Querida galaxia, aquí seguimos
Un día como hoy, hace 46 años, el radiotelescopio de Arecibo, en Puerto Rico, emitía, en dirección al cúmulo de estrellas M13, un mensaje de 1679 bits que contenía información sobre la Tierra, los componentes del ADN humano, la población del planeta, los números del 1 al 10 y algunos otros datos escritos con unos y ceros. Un telegrama, en parámetros de volumen de información actuales, anunciando apenas que aquí estábamos. En estas casi cinco décadas, podría afirmarse que poco ha cambiado en los curiosos emisores de aquel tosco mensaje, salvo quizás en el acercarse sin prisa pero sin pausa a la posibilidad de no estar aquí el día en que acaso llegue una respuesta. Esperar una contestación, tomando en cuenta que nuestra carta llegará a destino dentro de 24.954 años (si por alguna razón pudiera adquirir la capacidad viajar a la velocidad de la luz), es una muestra de esa irrepetible mezcla de optimismo, poesía y ciencia que Carl Sagan convirtió en una convicción planetaria. "Estamos hechos de estrellas. Somos el vehículo para que el universo se conozca a sí mismo", explicaba en Cosmos, la serie estrenada en 1980, hace exactamente cuarenta años, que marcó a varias generaciones.
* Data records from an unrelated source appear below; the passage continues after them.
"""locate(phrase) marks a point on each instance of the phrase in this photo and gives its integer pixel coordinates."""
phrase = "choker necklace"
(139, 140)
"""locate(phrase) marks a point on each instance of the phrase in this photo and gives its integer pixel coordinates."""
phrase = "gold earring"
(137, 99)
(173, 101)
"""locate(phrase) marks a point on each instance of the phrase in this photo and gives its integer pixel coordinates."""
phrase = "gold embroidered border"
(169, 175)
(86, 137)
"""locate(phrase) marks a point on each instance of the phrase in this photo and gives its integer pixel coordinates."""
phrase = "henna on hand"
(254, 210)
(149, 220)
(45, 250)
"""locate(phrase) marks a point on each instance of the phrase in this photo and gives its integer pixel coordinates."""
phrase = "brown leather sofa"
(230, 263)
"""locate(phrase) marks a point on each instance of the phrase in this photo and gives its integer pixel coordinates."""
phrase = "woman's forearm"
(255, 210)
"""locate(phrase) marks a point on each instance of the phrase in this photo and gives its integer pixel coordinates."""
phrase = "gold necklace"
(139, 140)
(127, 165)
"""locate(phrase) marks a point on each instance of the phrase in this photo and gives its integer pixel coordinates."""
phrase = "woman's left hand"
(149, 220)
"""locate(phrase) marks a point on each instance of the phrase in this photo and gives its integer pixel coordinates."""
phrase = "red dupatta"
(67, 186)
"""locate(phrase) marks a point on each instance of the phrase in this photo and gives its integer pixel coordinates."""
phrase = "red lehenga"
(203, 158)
La operación por la que el universo se conocía a sí mismo en la pantalla era aleccionadora: ponía en perspectiva nuestra verdadera estatura en la vastedad de la materia y, a la vez, nos permitía maravillarnos con el accidente cósmico que posibilitaba emplear esa conciencia como "mariposas que aletean por un día y creen que es para siempre". La serie original (que puede verse en YouTube) también originó un memorable libro (que rastreo infructuosamente por librerías de viejo para tener un ejemplar en casa que ignoren mis hijos) y un regreso en 2014 a la pantalla en National Geographic, con recursos contemporáneos y la misma curiosidad, pero bastante menos lirismo, de la mano de la productora y guionista Ann Druyan, esposa y compañera de investigaciones de Sagan, y del astrónomo Neil de Grasse Tyson.
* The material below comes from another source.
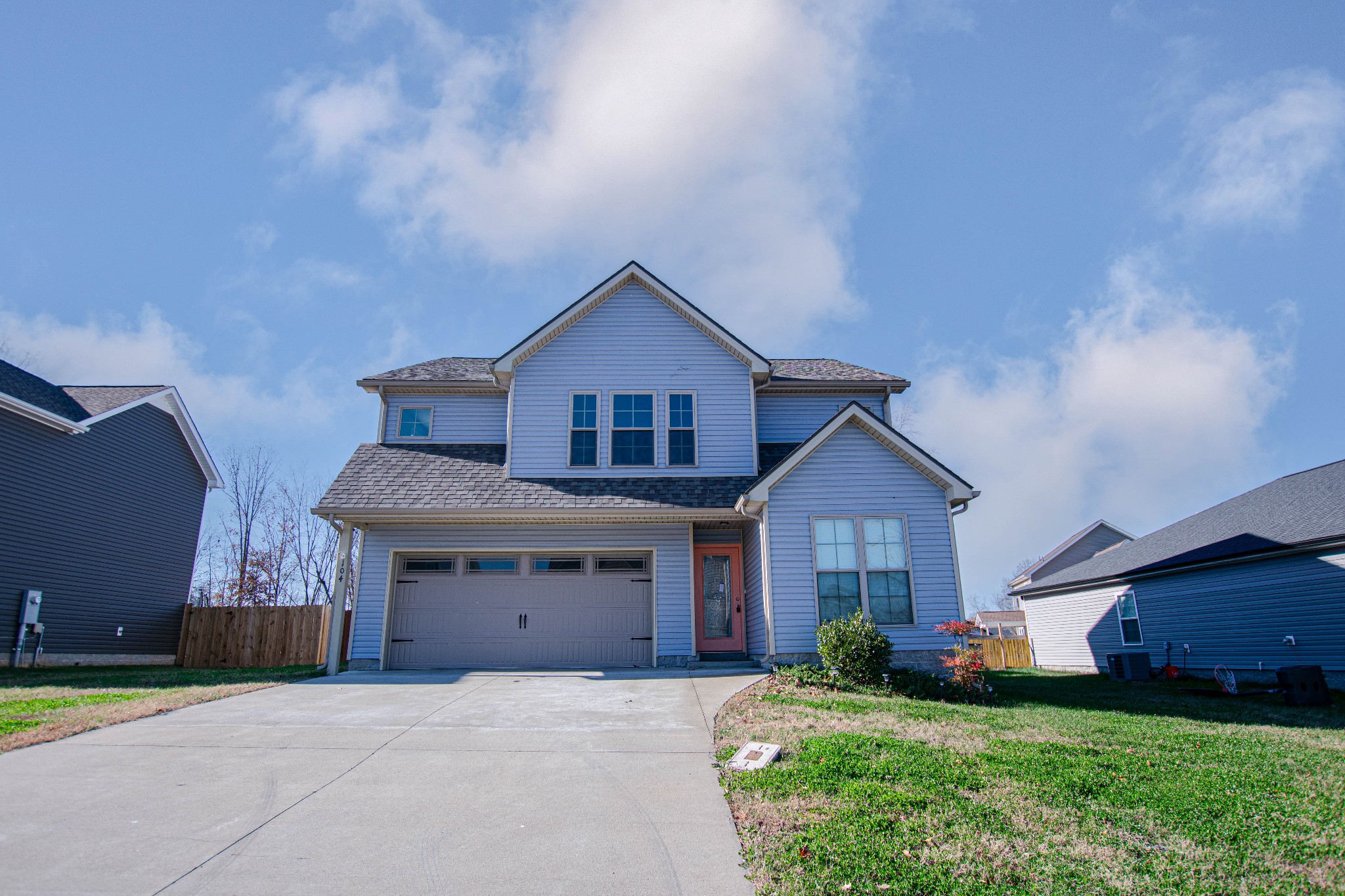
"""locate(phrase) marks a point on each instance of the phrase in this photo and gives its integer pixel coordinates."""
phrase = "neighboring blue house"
(634, 485)
(1252, 584)
(101, 495)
Incluso hoy, es impensable contemplar un mejor escritor que Sagan para presentarnos con justicia ante hipotéticas civilizaciones lejanas, sin esconder nuestras falencias ni exagerar nuestros logros (Ursula K. Le Guin acaso sería su mejor suplente). Tres años después del escueto mensaje estelar de Arecibo, en 1977, Sagan presidiría el comité de la NASA que preparó el disco dorado que viaja desde entonces a bordo de las sondas Voyager, llevando en su viaje de ida a los confines del universo conocido los sonidos e imágenes de nuestro "pálido punto azul". Allí están contenidos ejemplos salientes para esa época de nuestra cultura, idiomas, logros tecnológicos, medioambiente e expresiones artísticas (pero no "Here Comes the Sun", ya que EMI, la discográfica de los Beatles no dio su permiso: definición de diccionario de "estrechez de miras") ¿Qué hubiésemos cambiado en el catálogo si tuvieramos que registrar ese disco hoy? Suena a consigna de Twitter, lamentablemente.
La semana pasada, la NASA anunció que había restablecido el contacto perdido en marzo último con Voyager 2 al reparar una antena en Canberra, Australia, la única forma de enviar un mensaje al espacio profundo y recibir cuatro días después, tras surcar los 18.800 millones de kilómetros que hoy separan a la sonda de su planeta natal, un conmovedor y escueto "hola" de parte de la nave. Será porque las hermanas Voyager y yo tenemos casi la misma edad, y nuestras trayectorias –aunque disímiles– comenzaron en el mismo punto, o porque su silencio cósmico desde marzo coincide con la larga noche de la pandemia del coronavirus, pero no pude menos que sonreír al enterarme de que continuaban su viaje eterno, que su silencio era apenas un problema de señal. Alguien, allá afuera, ahora mismo, puede estar mirándonos, destapando finalmente esas botellas al mar sideral. "La ausencia de evidencia no es la evidencia de una ausencia", después de todo.